I have thoroughly enjoyed my time here in Sydney. Will I be back for WE06? Heck yes!

Oh, and don’t forget to keep the middle of May 2006 free in your calendars — a web conference in New Zealand is being planned, and you will highly desire coming along… but more on that later… 😉

Woo We Woo WE05!

7:02am AEST (Sydney)
So seeing that the wifi at the conference is so utterly crap, and since my laptop weighs like a crapton, I figured since I got up so early this morning, and I don’t have to be at the conference till about 8:30, I’d come by a cybercafe and make post!

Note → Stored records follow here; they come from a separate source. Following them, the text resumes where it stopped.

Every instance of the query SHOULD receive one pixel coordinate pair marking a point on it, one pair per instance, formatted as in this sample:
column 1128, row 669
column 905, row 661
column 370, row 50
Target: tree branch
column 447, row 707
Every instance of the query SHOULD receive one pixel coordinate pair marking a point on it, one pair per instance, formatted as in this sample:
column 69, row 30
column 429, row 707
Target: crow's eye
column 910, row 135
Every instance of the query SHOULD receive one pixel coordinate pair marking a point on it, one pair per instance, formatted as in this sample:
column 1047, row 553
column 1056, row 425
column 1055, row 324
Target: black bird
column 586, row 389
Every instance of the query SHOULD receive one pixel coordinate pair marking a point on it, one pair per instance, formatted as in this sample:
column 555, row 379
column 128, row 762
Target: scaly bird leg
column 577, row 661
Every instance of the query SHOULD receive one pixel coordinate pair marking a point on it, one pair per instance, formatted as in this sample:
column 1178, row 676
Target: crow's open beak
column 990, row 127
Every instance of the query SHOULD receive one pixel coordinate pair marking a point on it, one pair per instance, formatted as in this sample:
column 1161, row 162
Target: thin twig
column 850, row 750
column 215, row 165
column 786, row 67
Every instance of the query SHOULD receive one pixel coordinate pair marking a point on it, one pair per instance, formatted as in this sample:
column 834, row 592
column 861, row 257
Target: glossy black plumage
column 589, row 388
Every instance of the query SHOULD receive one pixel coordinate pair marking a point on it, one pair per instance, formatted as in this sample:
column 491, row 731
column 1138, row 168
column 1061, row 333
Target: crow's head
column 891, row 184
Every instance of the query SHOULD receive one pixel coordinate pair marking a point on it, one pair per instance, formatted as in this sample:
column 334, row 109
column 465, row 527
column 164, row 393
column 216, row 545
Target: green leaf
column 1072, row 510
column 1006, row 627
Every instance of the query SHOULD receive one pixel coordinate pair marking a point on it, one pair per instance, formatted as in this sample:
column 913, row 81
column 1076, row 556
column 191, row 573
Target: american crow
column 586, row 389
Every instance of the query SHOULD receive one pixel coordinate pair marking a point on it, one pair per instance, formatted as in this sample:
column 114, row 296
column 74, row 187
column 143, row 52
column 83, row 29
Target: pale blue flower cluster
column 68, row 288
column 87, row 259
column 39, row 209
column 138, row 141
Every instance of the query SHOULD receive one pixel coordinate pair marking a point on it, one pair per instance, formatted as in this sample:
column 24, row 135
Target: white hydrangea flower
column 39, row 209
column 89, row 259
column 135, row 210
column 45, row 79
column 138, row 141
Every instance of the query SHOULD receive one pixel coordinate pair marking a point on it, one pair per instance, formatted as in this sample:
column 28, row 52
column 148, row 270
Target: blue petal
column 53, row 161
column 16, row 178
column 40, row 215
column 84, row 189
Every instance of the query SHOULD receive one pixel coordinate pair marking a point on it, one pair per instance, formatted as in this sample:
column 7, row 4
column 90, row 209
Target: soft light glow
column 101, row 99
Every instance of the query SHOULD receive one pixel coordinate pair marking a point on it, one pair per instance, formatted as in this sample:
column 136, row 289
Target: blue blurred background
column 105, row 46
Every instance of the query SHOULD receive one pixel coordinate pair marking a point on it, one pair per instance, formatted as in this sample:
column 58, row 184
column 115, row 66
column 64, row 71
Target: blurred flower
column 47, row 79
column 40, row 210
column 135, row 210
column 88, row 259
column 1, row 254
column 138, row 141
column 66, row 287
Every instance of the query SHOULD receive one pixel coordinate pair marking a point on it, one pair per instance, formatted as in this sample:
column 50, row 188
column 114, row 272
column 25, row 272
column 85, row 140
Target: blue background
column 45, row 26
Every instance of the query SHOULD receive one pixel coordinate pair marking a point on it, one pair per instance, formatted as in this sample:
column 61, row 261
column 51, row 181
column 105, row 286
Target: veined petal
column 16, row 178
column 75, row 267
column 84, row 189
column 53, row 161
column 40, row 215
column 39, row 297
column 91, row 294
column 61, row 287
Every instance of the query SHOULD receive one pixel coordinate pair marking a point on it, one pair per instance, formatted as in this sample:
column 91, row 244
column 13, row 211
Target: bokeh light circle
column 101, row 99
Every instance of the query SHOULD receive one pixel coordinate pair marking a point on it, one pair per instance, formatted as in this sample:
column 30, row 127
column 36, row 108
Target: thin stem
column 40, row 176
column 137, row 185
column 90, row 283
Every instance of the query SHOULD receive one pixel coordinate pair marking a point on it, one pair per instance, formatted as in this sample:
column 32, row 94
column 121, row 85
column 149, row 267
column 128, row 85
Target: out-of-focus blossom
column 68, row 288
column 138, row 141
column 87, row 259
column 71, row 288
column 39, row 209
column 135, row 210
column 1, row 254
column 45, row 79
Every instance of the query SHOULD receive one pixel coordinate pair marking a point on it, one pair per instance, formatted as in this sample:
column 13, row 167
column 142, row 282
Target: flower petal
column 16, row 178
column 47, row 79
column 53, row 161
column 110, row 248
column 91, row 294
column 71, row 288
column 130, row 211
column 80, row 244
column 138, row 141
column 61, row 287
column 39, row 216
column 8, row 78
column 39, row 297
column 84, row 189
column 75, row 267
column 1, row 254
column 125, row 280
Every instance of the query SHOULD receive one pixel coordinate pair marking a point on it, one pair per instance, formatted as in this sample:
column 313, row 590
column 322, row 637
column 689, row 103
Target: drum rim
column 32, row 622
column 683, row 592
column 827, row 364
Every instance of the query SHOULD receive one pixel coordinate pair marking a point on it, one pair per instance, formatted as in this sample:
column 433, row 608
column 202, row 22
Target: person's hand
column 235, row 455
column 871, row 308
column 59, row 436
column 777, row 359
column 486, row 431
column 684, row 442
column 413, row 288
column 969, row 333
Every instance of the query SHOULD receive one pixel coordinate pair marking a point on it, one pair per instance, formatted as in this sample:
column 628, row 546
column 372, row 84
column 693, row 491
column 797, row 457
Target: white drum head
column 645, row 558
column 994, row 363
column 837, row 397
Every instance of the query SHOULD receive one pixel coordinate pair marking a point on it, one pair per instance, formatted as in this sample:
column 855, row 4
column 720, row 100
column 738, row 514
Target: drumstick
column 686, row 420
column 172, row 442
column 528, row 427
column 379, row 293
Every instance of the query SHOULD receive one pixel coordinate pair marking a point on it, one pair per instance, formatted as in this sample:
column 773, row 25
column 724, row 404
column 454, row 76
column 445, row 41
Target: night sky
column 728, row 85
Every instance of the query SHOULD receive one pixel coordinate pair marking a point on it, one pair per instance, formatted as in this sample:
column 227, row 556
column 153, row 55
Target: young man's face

I haven’t gone far from Central Station in Sydney, but the fast food in Australia is of par standard. It’s nothing special, but it’s certainly edible. The food at the conference is great.

I uploaded the best photos I had from the conference onto Flickr last night via Telstra wifi from the comfort of my 6-share. My favorite has got to be Tantek and Eric Meyer staring each other down 🙂

There was an emergency evacuation yesterday. Apparently it’s the first almost-live podcast recording of a building evacuation! One of the guys from the conference was telling me he got a hilarious pic of Eric Meyer crouching outside the venue with his laptop out on his knees trying to get on Wifi! [photo]— can’t wait to see that on Flickr! Check out all the we05 photos on Flickr

All the talks yesterday were awesome. I especially liked Jeffrey Veen’s presentation on usability, Kelly Goto’s presentation on workflow in the agency, and Douglas Bowman’s visionary presentation reminding us that it’s only been 10 years and our art will most definetely look completly different in 10 years.

I’m really looking forward to the AJAX session, as well as Cameron Adams’ Javascript & DOM session. Tantek’s microformats session should be very interesting too.

I’m off to meet Found Agency today too. Probably around lunch time. We’ll see.